AUROC/VUROC scores for the top 5 deleterious prediction scores

As we expect that the SingletonTN group, in general, has a higher probability of being mildly deleterious than the CommonTN group, a score that can correctly distinguish the functional impact of CommonTN and SingletonTN should be more useful in the context of WES or WGS studies. Here, we extended the two-class AUROC to a 3-class volume under the ROC surface (VUROC) measure, which can simultaneously evaluate TP vs. SingletonTN vs. CommonTN. The resulting VUROC score represents the probability of correctly ranking the three test groups. A complete random guess (noninformative score) will have a VUROC of 0.167. Using a custom Python script, we calculated the VUROC for each of the 45 deleterious scores (Fig. 4, Additional file 2: Table S6).

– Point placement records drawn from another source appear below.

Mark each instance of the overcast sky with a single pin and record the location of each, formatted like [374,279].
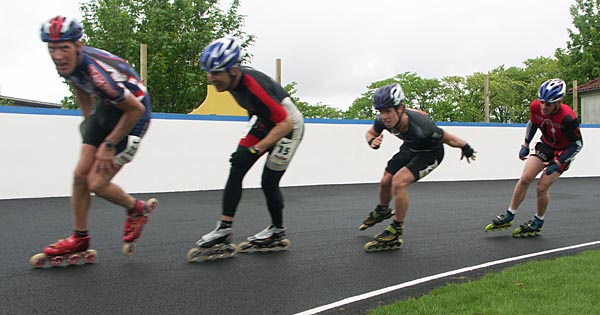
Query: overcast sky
[333,49]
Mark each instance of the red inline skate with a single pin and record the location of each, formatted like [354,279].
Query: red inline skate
[72,250]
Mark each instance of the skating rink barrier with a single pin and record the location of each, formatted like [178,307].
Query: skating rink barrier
[40,148]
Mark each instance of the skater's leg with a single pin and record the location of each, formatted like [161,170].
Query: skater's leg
[533,166]
[400,182]
[233,189]
[99,182]
[543,192]
[80,195]
[385,189]
[270,186]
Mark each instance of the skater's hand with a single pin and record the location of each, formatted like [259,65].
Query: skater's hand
[243,158]
[106,160]
[375,142]
[552,167]
[83,127]
[468,152]
[523,153]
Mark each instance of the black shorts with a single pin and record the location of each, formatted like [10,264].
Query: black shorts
[547,154]
[420,163]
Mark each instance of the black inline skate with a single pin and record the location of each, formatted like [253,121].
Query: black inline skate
[388,239]
[268,240]
[501,222]
[379,214]
[530,228]
[214,245]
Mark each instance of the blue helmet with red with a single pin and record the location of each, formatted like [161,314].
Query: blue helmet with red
[552,90]
[221,55]
[60,29]
[388,96]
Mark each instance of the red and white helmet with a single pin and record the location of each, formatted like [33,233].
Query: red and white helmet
[60,29]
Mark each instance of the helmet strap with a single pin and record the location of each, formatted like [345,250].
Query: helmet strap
[233,77]
[398,124]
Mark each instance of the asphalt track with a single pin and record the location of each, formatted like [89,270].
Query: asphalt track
[325,264]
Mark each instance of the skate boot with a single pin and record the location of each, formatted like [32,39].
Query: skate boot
[268,240]
[214,245]
[501,222]
[379,214]
[135,223]
[388,239]
[530,228]
[72,250]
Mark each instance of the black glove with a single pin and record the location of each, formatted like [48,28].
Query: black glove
[467,151]
[243,158]
[523,153]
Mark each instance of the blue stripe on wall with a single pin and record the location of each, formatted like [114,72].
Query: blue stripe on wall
[75,112]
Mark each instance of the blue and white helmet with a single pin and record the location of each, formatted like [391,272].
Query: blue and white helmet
[60,29]
[388,96]
[552,90]
[221,55]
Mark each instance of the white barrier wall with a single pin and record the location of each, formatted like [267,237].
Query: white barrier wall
[191,152]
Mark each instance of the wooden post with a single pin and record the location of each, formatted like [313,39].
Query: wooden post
[278,70]
[143,63]
[486,93]
[575,97]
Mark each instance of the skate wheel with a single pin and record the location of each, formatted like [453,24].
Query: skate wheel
[127,249]
[370,246]
[192,254]
[38,260]
[90,256]
[56,261]
[489,227]
[286,244]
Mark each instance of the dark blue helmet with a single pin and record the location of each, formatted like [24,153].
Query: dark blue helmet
[552,90]
[221,55]
[388,96]
[60,29]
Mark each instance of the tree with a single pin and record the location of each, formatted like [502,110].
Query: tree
[312,111]
[581,59]
[175,33]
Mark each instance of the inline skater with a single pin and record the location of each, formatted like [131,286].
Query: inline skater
[111,134]
[560,142]
[277,129]
[422,151]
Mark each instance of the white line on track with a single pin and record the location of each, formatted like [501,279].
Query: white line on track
[438,276]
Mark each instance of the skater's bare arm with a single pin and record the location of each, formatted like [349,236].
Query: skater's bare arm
[456,142]
[374,138]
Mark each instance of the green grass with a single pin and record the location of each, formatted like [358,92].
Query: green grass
[565,285]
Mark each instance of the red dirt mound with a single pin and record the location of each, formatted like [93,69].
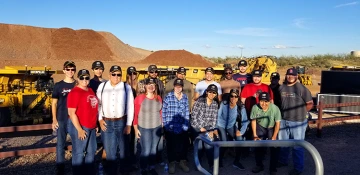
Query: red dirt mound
[176,58]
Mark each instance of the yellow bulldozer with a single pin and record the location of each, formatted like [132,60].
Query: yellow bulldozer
[25,94]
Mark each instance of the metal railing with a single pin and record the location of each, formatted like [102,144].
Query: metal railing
[319,167]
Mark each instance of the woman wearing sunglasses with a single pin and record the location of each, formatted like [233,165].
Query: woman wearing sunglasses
[83,108]
[203,119]
[232,111]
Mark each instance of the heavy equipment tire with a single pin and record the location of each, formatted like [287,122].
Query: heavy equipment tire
[4,117]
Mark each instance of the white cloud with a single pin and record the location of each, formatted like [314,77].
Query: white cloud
[248,31]
[346,4]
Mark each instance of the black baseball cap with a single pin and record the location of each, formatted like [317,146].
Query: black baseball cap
[291,71]
[181,70]
[212,88]
[264,96]
[83,72]
[209,69]
[97,64]
[275,75]
[69,64]
[179,81]
[152,68]
[256,73]
[130,70]
[242,63]
[115,68]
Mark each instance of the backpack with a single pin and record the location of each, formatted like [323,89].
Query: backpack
[125,108]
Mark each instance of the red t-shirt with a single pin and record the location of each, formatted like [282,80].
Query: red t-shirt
[86,104]
[251,93]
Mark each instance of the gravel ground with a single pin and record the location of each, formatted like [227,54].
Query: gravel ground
[338,148]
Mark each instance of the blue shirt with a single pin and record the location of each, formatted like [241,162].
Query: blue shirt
[175,113]
[227,117]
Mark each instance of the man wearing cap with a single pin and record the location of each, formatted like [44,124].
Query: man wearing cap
[274,85]
[175,117]
[116,112]
[153,73]
[60,112]
[188,86]
[296,101]
[228,83]
[202,85]
[98,69]
[265,123]
[242,77]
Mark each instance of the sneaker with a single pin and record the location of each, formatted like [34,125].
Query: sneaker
[257,169]
[294,172]
[183,166]
[172,168]
[238,165]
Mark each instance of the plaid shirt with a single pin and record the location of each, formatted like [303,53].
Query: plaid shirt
[204,116]
[175,113]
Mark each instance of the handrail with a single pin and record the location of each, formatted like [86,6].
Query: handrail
[319,166]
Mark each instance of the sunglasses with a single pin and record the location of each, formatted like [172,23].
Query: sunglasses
[119,75]
[67,69]
[84,78]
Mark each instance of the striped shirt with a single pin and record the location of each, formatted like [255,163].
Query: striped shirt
[175,113]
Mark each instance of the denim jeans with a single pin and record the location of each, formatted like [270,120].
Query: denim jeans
[62,132]
[295,131]
[83,151]
[114,143]
[149,141]
[223,137]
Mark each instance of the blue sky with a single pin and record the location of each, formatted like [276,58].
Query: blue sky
[208,27]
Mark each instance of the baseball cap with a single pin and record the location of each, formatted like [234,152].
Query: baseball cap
[152,68]
[209,69]
[130,70]
[264,96]
[69,64]
[242,63]
[150,81]
[234,91]
[275,75]
[179,81]
[83,72]
[181,70]
[257,73]
[291,71]
[97,64]
[115,68]
[212,87]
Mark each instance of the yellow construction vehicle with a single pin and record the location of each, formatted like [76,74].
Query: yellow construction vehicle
[25,94]
[304,78]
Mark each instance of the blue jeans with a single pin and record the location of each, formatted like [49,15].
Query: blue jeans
[149,141]
[83,151]
[295,131]
[114,140]
[61,142]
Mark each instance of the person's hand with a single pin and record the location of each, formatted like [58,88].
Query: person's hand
[127,130]
[102,125]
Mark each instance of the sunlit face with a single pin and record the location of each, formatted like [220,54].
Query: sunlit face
[264,104]
[209,76]
[291,79]
[69,72]
[98,71]
[234,98]
[115,77]
[256,79]
[84,81]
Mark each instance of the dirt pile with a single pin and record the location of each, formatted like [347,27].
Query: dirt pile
[27,42]
[176,58]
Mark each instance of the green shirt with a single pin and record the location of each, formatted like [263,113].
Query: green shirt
[266,119]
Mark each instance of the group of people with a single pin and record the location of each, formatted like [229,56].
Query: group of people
[135,118]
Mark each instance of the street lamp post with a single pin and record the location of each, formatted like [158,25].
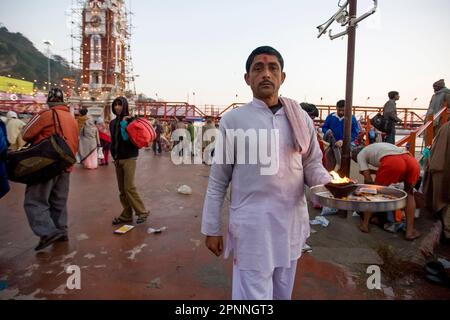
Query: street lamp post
[48,44]
[134,83]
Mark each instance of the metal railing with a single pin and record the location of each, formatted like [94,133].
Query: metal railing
[427,128]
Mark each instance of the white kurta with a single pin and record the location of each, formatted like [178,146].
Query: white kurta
[269,221]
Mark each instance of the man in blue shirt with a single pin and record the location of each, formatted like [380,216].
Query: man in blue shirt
[333,130]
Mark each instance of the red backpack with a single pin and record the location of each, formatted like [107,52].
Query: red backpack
[141,132]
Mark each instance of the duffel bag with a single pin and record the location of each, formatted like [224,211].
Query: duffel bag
[141,132]
[40,162]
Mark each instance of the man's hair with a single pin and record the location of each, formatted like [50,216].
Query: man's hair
[340,104]
[263,50]
[55,95]
[392,94]
[310,108]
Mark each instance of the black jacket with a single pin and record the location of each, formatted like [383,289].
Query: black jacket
[121,149]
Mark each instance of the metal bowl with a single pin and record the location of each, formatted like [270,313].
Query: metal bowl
[341,190]
[326,199]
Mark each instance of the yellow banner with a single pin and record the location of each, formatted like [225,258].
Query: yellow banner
[12,85]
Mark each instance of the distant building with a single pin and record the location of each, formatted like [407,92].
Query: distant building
[103,54]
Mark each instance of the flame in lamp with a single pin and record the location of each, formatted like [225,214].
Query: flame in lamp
[338,180]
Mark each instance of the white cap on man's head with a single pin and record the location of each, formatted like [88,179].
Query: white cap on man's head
[11,115]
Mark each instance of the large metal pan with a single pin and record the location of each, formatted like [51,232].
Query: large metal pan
[324,197]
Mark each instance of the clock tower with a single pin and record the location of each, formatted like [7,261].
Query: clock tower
[104,38]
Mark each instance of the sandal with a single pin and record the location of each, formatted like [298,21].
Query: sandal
[141,219]
[119,220]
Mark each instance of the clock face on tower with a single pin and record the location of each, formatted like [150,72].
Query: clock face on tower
[95,21]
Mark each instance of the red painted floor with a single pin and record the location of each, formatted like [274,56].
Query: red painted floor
[172,265]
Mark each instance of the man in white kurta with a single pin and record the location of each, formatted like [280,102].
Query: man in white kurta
[269,221]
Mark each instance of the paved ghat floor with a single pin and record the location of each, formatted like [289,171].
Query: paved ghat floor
[174,264]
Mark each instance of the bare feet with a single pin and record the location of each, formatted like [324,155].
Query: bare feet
[364,228]
[410,237]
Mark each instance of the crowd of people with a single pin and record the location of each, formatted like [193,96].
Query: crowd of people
[269,219]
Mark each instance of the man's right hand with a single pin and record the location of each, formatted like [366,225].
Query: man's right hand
[215,244]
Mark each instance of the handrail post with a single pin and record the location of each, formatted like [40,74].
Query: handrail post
[429,131]
[367,131]
[412,143]
[406,118]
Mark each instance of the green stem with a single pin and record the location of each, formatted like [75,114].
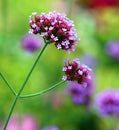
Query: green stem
[69,8]
[22,87]
[43,91]
[7,83]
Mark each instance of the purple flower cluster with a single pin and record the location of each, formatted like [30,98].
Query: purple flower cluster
[74,71]
[51,128]
[31,43]
[80,94]
[22,123]
[107,103]
[55,27]
[112,49]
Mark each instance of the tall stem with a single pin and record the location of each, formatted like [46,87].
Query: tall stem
[8,84]
[43,91]
[22,87]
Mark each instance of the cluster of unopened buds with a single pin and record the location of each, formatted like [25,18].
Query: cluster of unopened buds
[74,71]
[58,29]
[55,27]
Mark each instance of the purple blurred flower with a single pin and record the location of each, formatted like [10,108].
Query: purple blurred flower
[22,123]
[55,28]
[89,60]
[31,43]
[51,128]
[74,71]
[112,49]
[107,102]
[81,93]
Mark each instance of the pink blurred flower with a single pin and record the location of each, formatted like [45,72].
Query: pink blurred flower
[22,123]
[107,102]
[31,43]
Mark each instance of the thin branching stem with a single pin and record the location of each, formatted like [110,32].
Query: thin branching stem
[22,87]
[43,91]
[8,84]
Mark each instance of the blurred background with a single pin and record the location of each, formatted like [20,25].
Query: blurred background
[97,25]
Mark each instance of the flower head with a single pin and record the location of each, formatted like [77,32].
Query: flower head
[31,43]
[74,71]
[55,27]
[107,102]
[19,122]
[51,128]
[112,49]
[80,94]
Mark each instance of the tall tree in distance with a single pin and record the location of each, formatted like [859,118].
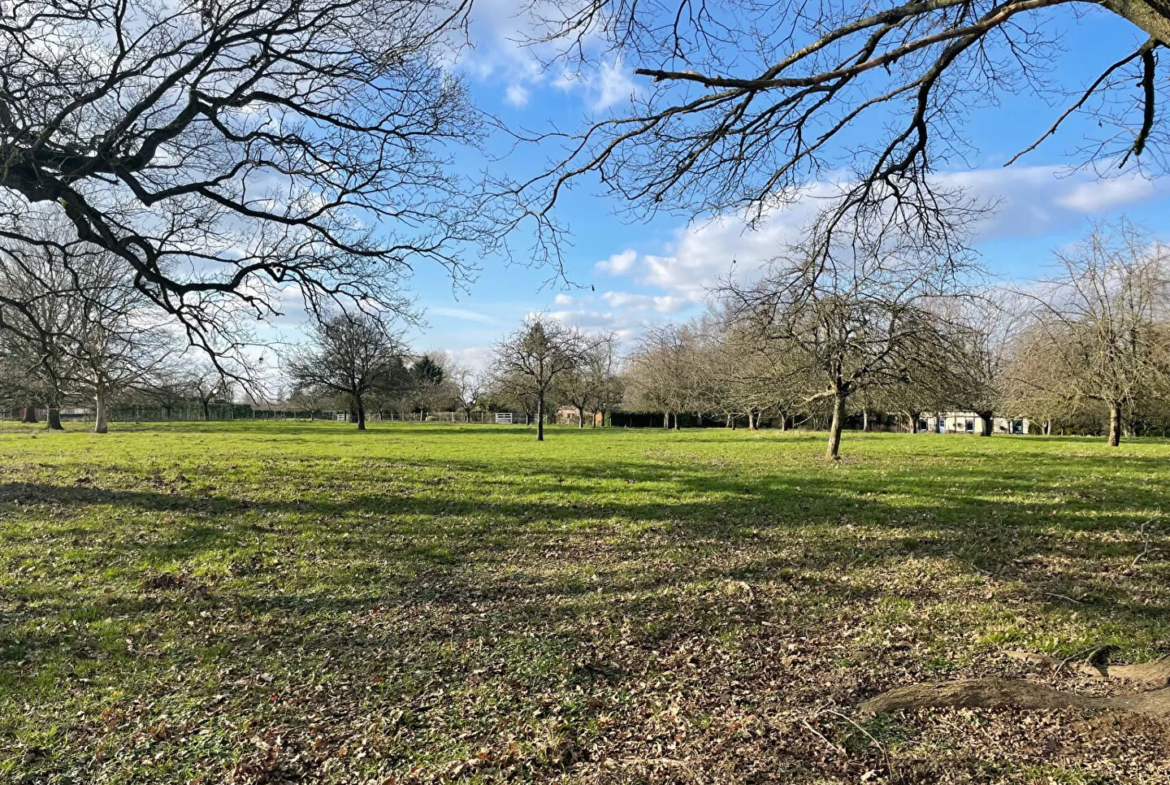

The top five performing scores are BayesDel_addAF (VUROC = 0.7443), ClinPred (VUROC = 0.7322), VEST4 (VUROC = 0.6525), BayesDel_noAF (VUROC = 0.5905), and MetaLR (VUROC = 0.5722). Again, except for VEST4, all other scores are ensemble scores.

Conclusions

In conclusion, we present dbNSFP v4, a significant improvement over v3 over the past 4 years, as to supporting transcript-specific predictions and annotations, convenience to use (GUI support, joint-query of attached databases, and web-service), and double the number of deleteriousness prediction scores as to nsSNV. dbNSFP will continue to serve the community of medical geneticists as to providing comprehensive and easily-accessible tools for functional annotations and predictions for SNVs that cause amino acid changes and splicing changes.